21-year-old Rahul Kumar is a dedicated undergraduate Biology student from India. He has worked with several organizations in his home country to protect wildlife and create better practices for conserving natural habitats and resources. His project, an online platform to create awareness and public support for wildlife issues in the state of Bihar, India, was one of the winners of the 2013 CoalitionWILD Wilder World Challenge. He is now a CoalitionWILD Ambassador.
CoalitionWILD is an exciting ongoing program to inspire and empower younger generations into the future. As a movement of rising leaders creating a wilder world, the initiative promotes successful projects via a website (www.CoalitionWILD.org) and acts as an action catalyst as well as an inspirational hub for tomorrow’s leaders.
Rahul is definitely one of these inspirational young leaders, with his website that engages more individuals into protecting nature in India and functions as a central information source and platform for public participation, connecting communities throughout the country. Ensuring that local wildlife concerns are thoroughly documented and highlighted with regular updates is the main goal of the website.
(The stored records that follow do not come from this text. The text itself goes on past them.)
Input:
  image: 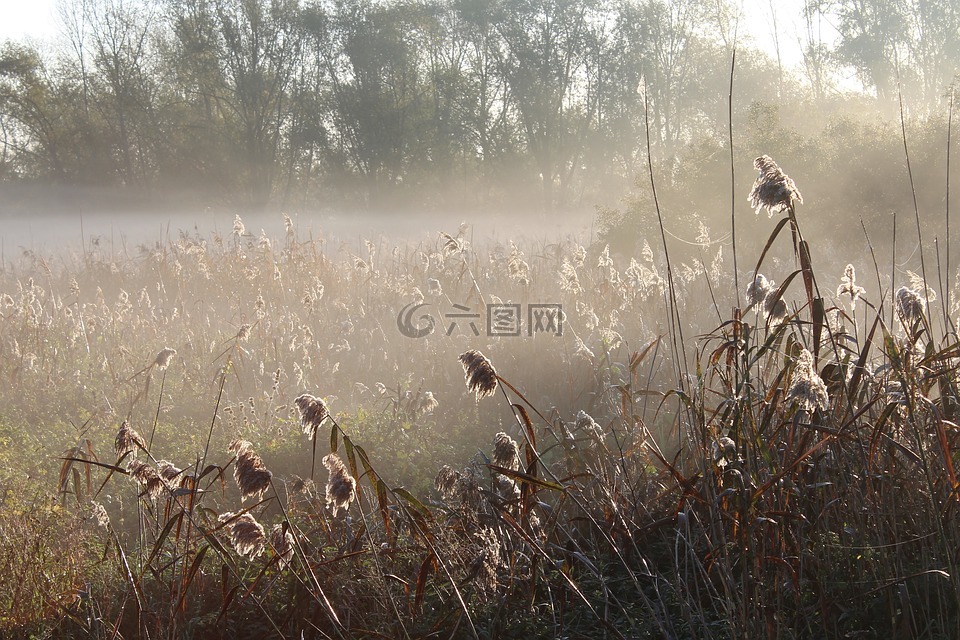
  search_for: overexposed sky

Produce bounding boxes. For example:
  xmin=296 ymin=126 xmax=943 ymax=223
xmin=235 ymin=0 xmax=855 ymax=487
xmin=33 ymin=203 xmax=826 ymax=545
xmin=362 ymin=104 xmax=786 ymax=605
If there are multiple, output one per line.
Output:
xmin=0 ymin=0 xmax=820 ymax=67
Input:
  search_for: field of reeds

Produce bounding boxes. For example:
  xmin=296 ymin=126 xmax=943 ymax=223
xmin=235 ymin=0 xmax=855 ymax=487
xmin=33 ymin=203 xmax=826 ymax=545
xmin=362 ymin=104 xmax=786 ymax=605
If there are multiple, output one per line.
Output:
xmin=0 ymin=151 xmax=960 ymax=639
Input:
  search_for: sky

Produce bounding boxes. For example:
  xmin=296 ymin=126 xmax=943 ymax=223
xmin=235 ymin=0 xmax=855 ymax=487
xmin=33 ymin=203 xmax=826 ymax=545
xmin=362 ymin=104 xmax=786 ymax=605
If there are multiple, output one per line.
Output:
xmin=0 ymin=0 xmax=816 ymax=67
Additionally, it will allow anyone to report illegal activities, seek assistance in case of an emergency (rescue or treatment of wildlife), as well as increase awareness for local environmental campaigns.
Working in wildlife projects since high school, Rahul has also committed himself to exposing corruption, illegal wildlife trade and creating awareness of exploitive activities occurring in local communities and zoos in his hometown of Patna as well as Bihar, such as the capture of rare species of snakes by snake charmers, the illegal extraction of snake venom, and the sale of endangered species of birds. In 2012, he became a survey assistant for the Ganges River Dolphin Survey, a project from the Vikramshila Biodiversity Research and Education Center collecting information about the Ganges River biodiversity, specifically the endemic dolphin populations, and socioeconomic conditions of fishing communities. The Ganges River dolphin is classified as Endangered on the IUCN Red List of Threatened Species and this project contributes to its conservation by also providing important recommendations for developing sustainable fisheries.
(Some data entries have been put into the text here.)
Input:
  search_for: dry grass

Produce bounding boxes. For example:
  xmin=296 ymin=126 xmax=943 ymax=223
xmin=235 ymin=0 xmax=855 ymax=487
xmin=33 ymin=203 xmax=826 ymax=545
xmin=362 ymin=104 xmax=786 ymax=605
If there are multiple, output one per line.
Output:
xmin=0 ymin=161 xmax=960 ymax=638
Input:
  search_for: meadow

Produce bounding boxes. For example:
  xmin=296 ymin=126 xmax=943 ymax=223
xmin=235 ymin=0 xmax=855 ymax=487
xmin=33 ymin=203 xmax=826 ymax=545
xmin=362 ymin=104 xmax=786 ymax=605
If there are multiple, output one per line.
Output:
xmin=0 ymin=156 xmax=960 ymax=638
Exposed to the harming river management practices, last year Rahul started working on a sub-project of the Ganges River Dolphin Conservation Project named “Dolphin Mitra” or Friends of the Dolphins. This sub-project seeks to involve local fisherman in becoming active in the monitoring and reporting of illegal activities in the Vikramshila Gangetic Dolphin Sanctuary because “it is crucial that we encourage agile participation at the grassroots level”. Creating this network of vigilant fisherman has already exposed some individuals with illegal and incredibily destructive fishing practices, such as using a mosquito net to fish, which can now be closely monitored. The network also aims to establish safer practices which are more sensitive to the needs of the endangered dolphin population.
Rahul Kumar is thus part of this new generation of conservationists tirelessly working and campaigning to induce change around the world. Although acknowledging that it’s a long road ahead, he firmly believes that the “time to begin the wildlife conservation crusade worldwide has arrived” and we shouldn’t be pessimistic because “there are infinite possibilities everywhere!”